朱莉は微笑んだまま、光の粒子となって消えた。


(そうだよね、お母様……私はこうあるべきだ)


 



——真っ白な無の空間。


澪は意図的に、現実から意識を切り離していた。深く、深く潜るように。

痛みも、音も、全部閉じ出していた。

現実から目を逸らすことで、意志を研ぎ澄ませていた。


だが今、その意識が戻る。


 


「……!? 0番の意識が回復しました!」


緊張の走る研究所。報告を無線で伝える研究員の声が響く。


檻の中で、澪の瞳が、赤く光った。


「開始します」


その一言とともに、制御用の檻が音を立てて破壊され、空間が振動し始めた。


「何が起きている!? 蒼の石の影響で動けないはずだろう!?」


「解析中です! ですが、抑制が効いていません!あれは……!」


「……天使の力です」


博士が吐息を漏らすように呟く。
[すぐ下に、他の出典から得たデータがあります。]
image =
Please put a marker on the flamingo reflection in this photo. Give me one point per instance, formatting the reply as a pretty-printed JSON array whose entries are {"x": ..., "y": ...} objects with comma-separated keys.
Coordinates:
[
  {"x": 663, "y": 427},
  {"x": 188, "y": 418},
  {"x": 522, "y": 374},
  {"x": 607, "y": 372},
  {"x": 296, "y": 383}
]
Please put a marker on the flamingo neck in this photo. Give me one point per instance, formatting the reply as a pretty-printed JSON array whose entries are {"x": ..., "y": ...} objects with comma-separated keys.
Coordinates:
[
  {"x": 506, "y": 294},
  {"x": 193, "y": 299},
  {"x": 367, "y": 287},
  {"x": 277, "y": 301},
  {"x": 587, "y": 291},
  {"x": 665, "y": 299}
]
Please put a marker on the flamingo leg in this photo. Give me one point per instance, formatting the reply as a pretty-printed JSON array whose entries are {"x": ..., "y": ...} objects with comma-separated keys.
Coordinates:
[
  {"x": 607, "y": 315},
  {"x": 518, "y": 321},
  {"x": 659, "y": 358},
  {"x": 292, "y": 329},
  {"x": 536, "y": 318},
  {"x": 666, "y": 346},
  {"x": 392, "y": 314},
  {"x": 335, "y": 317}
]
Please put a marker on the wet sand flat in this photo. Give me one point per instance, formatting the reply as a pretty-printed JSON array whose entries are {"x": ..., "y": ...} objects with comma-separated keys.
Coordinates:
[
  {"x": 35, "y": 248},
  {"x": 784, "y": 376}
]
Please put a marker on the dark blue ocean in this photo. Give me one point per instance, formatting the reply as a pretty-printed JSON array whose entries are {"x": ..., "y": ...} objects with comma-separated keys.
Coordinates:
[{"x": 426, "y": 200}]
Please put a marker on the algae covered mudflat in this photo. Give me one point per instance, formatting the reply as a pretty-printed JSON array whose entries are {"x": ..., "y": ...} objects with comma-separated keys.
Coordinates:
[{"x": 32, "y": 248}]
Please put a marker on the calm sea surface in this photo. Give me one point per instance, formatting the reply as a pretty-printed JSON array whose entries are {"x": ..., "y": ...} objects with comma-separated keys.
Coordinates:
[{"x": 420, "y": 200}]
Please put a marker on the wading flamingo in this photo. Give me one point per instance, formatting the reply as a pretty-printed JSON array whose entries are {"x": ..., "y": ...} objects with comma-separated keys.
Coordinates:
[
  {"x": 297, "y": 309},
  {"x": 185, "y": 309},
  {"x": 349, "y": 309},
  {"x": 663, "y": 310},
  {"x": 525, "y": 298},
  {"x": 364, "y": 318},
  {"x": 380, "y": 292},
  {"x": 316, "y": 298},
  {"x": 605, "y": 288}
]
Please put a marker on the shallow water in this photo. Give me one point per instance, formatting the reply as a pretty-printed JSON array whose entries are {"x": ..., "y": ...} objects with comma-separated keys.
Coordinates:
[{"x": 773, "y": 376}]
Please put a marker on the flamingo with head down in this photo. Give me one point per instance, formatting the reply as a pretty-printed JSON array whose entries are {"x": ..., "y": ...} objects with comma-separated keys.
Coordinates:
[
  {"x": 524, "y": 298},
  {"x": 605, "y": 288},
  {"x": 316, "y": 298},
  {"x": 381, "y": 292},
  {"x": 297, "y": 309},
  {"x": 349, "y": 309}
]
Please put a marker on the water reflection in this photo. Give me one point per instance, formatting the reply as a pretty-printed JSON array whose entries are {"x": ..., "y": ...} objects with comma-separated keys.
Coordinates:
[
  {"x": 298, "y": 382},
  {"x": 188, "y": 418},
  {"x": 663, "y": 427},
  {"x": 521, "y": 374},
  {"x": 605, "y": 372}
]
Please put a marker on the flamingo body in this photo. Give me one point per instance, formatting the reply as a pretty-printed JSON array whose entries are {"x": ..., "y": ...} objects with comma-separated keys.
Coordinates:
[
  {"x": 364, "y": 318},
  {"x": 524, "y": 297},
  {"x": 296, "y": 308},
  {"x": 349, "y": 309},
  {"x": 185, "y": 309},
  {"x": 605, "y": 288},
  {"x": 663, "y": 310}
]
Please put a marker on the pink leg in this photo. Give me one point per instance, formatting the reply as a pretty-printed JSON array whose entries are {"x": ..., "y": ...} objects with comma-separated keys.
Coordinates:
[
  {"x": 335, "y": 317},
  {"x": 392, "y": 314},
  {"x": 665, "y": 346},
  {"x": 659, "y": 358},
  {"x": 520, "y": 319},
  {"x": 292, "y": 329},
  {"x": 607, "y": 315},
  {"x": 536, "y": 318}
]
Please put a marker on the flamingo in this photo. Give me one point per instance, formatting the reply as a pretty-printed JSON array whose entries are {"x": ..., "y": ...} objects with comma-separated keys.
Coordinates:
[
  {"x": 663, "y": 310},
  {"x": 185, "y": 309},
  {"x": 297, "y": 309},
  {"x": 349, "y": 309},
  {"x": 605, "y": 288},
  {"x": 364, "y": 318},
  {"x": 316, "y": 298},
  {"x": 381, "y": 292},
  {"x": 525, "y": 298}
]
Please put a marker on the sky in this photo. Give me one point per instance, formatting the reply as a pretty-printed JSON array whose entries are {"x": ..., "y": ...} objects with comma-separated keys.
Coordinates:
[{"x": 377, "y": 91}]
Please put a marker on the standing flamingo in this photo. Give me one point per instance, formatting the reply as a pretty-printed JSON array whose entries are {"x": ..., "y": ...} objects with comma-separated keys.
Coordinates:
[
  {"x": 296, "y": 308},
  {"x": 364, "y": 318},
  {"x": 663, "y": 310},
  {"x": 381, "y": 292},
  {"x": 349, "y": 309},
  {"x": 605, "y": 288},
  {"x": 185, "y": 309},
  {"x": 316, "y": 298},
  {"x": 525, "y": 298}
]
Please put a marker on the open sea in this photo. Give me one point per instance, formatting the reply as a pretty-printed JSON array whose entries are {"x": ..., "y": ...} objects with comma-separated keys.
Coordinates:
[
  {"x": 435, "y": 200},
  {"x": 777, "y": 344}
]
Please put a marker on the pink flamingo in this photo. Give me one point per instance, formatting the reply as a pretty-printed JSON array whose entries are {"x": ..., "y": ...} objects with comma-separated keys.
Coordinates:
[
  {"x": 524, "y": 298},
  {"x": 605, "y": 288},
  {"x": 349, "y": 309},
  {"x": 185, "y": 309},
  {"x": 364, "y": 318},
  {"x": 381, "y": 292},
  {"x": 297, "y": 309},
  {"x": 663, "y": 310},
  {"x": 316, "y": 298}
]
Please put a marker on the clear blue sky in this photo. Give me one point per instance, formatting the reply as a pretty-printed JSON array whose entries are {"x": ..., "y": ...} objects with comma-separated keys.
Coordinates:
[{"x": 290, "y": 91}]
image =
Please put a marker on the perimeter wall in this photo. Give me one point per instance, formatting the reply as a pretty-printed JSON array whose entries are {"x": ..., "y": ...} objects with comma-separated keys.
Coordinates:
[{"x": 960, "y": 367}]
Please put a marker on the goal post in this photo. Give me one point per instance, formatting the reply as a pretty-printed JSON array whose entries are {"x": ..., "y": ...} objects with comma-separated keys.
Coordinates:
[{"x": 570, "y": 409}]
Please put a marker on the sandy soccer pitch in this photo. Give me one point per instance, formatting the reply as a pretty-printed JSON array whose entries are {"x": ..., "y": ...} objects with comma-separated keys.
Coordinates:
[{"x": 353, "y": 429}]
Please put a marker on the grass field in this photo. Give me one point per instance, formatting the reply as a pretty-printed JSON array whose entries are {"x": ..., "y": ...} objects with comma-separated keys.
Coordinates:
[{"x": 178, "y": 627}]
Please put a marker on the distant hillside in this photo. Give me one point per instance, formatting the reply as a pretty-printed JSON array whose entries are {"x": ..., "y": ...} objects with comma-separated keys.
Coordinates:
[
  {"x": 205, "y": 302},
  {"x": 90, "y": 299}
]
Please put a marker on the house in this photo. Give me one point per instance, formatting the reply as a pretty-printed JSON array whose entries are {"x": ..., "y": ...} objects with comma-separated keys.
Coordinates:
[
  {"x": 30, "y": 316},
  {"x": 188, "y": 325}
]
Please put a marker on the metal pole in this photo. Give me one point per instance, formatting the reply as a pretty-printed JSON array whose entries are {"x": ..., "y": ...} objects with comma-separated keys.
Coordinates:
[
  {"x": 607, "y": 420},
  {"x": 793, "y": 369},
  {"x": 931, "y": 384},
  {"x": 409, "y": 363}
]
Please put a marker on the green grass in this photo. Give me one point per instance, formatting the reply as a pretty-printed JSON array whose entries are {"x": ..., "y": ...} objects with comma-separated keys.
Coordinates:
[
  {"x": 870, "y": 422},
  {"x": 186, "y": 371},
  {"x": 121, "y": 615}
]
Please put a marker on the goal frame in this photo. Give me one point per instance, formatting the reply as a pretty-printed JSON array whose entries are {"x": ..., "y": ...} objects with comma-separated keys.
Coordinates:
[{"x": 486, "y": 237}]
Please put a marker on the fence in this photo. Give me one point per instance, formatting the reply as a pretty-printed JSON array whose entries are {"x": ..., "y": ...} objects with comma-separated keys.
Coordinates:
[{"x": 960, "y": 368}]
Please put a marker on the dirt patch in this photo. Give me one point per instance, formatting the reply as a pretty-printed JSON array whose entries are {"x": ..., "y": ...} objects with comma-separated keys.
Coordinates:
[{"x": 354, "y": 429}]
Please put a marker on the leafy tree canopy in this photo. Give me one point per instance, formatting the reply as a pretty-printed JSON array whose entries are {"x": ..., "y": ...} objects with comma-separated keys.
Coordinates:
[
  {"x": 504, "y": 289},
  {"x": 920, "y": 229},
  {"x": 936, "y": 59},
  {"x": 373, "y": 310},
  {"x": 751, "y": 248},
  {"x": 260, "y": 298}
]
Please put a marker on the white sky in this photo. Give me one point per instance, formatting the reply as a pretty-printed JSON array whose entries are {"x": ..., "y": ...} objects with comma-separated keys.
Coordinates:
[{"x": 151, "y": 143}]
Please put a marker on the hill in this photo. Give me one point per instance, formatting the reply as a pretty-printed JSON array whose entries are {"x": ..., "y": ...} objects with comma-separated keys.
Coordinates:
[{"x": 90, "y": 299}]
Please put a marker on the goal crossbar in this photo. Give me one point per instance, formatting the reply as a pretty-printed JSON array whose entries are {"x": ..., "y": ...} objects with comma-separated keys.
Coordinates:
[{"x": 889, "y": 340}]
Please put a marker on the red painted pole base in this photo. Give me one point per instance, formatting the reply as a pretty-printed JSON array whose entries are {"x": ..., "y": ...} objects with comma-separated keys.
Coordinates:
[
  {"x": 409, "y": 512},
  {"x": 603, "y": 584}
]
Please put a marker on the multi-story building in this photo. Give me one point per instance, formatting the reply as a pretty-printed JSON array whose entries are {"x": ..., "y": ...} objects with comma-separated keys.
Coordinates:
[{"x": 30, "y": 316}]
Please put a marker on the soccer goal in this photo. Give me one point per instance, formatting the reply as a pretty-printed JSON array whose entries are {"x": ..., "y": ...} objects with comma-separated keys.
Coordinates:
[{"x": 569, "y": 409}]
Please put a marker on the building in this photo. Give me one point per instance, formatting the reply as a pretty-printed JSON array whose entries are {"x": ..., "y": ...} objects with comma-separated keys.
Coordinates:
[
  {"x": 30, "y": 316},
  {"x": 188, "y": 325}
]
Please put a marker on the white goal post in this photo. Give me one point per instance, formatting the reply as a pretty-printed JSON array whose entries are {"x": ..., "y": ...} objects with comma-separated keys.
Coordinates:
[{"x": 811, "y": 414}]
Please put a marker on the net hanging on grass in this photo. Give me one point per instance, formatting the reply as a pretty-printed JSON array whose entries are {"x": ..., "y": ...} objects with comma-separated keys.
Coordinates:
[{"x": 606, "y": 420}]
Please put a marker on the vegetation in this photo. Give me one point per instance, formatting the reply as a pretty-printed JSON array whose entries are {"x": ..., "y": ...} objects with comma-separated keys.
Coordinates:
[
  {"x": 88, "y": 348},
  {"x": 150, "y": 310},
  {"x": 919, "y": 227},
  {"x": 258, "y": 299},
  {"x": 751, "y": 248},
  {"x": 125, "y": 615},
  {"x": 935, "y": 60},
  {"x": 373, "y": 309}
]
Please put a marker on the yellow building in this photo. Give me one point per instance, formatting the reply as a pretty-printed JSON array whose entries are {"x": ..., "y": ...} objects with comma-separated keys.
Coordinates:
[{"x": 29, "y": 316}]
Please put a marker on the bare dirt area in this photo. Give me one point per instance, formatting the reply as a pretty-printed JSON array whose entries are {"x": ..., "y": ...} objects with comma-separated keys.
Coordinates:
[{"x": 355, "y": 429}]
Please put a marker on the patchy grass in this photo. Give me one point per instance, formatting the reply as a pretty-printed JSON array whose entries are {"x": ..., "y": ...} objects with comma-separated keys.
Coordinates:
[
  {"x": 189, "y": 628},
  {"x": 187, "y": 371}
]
喜悦と狂気が混じった声だった。


「な、なにを言っている!? じゃあ今まで蒼の石が吸っていたものは一体なんだったんだ……!?」


「おそらく、澪自身の……“根源エネルギー”です」


「…訓練無しに力を扱うことはたとえ0番だとしても不可能だったということか!?」


その言葉に澪は沈黙で答える。


「騙していたのか!? 私たちを!?」


「博士、私は一度も嘘はついていません。盗聴機能があるのはわかっていました。だから、誤解されるように話していただけです」


博士は悔しそうに顔を歪め、そして頭を下げる。


「……っ、0番。その力も、私に研究させてくれ!!頼む!!」


澪は博士を見据えたまま、はっきりと首を振った。


「……嫌です」


「ま、待って……待ってくれ、0番!!!」


「所長!崩壊が始まっています!早く避難を!」


研究員たちが叫ぶ中、澪は静かに踵を返す。


 


彼女が向かう先は、地上ではなかった。崩れゆく研究所の中心を突き抜けるように、さらに——地中深くへと。


その背に、赤い光の羽のような残像を残して。